Dans l'introduction de l'édition intégrale, Anne Matheys explicite les évolutions éditoriales qui s'imposent à André Taymans pour la réalisation de cet album, en particulier la décision de passer d'album de 64 pages à 46. L'auteur ayant déjà complétés 40 pages, il a dû réorganiser son histoire sur 2 albums, celui-ci et le suivant. En outre, elle ajoute que pour cet album, André Taymans souhaitait écrire un vrai polar, c’est-à-dire une enquête en bonne et due forme, utilisant les conventions du polar. Le lecteur découvre donc une introduction qui n'a pas d'incidence directe ou de lien direct avec le reste du récit et qui est prolongée dans les 2 pages de l'épilogue, sous-entendant que l'enquête de Caroline Baldwin provoque des répercussions éloignées géographiquement, mais que le lecteur n'aura la clé de l'énigme que dans le tome suivant. Cette histoire comprend donc une enquête en bonne et due forme, débutant avec le cadavre d'une jeune femme sur une plage (celui de Mercedes Santos) et se poursuivant par la confrontation inopinée avec le voleur dans la maison du nègre littéraire. L'auteur associe Caroline Baldwin au travail de la police par le fait que la victime avait un mot avec son nom dessus. Il utilise une convention qui veut le détective privé puisse collaborer facilement avec la police dans le cadre d'une entraide.
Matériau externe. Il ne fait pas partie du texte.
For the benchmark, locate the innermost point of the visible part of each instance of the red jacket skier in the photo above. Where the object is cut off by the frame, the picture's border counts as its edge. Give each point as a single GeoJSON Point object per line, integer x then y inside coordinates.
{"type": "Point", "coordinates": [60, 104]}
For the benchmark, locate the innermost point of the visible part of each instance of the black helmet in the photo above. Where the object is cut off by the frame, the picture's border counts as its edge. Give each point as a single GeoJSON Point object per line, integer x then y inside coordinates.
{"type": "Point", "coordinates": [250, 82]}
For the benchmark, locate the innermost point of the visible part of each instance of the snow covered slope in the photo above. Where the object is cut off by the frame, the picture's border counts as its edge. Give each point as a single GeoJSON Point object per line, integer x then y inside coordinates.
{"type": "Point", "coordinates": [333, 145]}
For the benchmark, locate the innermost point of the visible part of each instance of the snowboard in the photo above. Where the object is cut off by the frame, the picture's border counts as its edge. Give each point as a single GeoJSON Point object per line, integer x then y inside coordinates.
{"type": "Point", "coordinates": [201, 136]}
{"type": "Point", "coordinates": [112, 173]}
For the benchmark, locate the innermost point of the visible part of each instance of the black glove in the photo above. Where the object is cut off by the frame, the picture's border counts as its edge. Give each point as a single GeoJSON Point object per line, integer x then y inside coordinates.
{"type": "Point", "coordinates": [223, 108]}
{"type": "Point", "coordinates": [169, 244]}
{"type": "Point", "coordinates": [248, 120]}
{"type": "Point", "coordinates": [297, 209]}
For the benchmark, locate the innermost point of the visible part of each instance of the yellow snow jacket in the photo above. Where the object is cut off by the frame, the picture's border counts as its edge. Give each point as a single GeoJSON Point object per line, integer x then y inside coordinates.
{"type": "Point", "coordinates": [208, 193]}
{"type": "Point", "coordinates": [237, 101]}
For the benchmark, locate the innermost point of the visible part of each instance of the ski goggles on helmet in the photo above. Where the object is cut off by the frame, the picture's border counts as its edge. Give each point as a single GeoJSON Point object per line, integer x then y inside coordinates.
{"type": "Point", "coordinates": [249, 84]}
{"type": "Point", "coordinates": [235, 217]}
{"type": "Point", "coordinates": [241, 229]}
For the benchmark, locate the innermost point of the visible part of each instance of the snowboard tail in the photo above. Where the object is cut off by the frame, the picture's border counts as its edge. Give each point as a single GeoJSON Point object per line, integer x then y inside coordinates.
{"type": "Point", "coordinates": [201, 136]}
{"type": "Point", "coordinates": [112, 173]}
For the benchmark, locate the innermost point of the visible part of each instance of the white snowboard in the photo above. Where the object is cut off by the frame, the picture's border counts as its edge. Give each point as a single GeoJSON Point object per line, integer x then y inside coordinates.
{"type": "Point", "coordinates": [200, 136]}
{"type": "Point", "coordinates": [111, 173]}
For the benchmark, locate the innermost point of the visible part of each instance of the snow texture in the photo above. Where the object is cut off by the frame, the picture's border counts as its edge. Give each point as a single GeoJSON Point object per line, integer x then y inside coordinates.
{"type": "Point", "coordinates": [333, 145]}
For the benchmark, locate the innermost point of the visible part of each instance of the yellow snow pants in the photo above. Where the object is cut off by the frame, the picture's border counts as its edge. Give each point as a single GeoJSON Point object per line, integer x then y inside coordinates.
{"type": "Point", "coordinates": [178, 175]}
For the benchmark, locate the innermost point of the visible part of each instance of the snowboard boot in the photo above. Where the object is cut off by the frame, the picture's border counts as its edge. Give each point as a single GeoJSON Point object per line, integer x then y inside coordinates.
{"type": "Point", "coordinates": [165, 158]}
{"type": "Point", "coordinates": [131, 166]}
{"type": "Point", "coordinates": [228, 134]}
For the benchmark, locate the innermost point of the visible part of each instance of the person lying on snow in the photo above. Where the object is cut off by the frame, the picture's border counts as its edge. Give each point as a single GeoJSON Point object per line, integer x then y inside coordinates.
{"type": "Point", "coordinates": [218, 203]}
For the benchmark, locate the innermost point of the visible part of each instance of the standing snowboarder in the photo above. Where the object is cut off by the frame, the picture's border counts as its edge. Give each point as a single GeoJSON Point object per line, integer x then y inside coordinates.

Par la suite, Caroline Baldwin est interpellée par Tim Allen de façon bien opportune (c'est lui qui fait la démarche) et bien cryptique (de manière à ménager le suspense). Effectivement l'héroïne effectue une enquête, bénéficiant de la confiance de l'inspecteur Philips pour fouiller la maison d'Allen et pour recevoir des informations confidentielles. Dans le même temps, elle joue le jeu et le met au courant de ses découvertes effectuées de son côté. Caroline Baldwin progresse au fur et à mesure qu'elle trouve des indices : d'abord dans la maison sens dessus dessous de Tim Allen, puis auprès de l'auteure de roman Natasha Hyman, parce qu'elle avait déjà lu un de ses romans. En termes de conventions de roman policier, Taymans ne force pas trop la dose, mais utilise 2 ou 3 coïncidences pratiques pour faire avancer l'enquête. Comme il l'avait fait dans les 2 premiers tomes, il inscrit également l'enquête dans un milieu professionnel, avec une pratique peu reluisante comme mobile du crime. En cela la mécanique de cette histoire ne diffère pas de celle des 2 premiers tomes. Enfin, il conserve également 3 passages où l'action prend le dessus, à chaque fois une course-poursuite, quand Caroline se lance après l'intrus sur le toit de la maison d'Allen, puis après un observateur dans les rues de New York, et enfin sur le pont d'un porte-avions.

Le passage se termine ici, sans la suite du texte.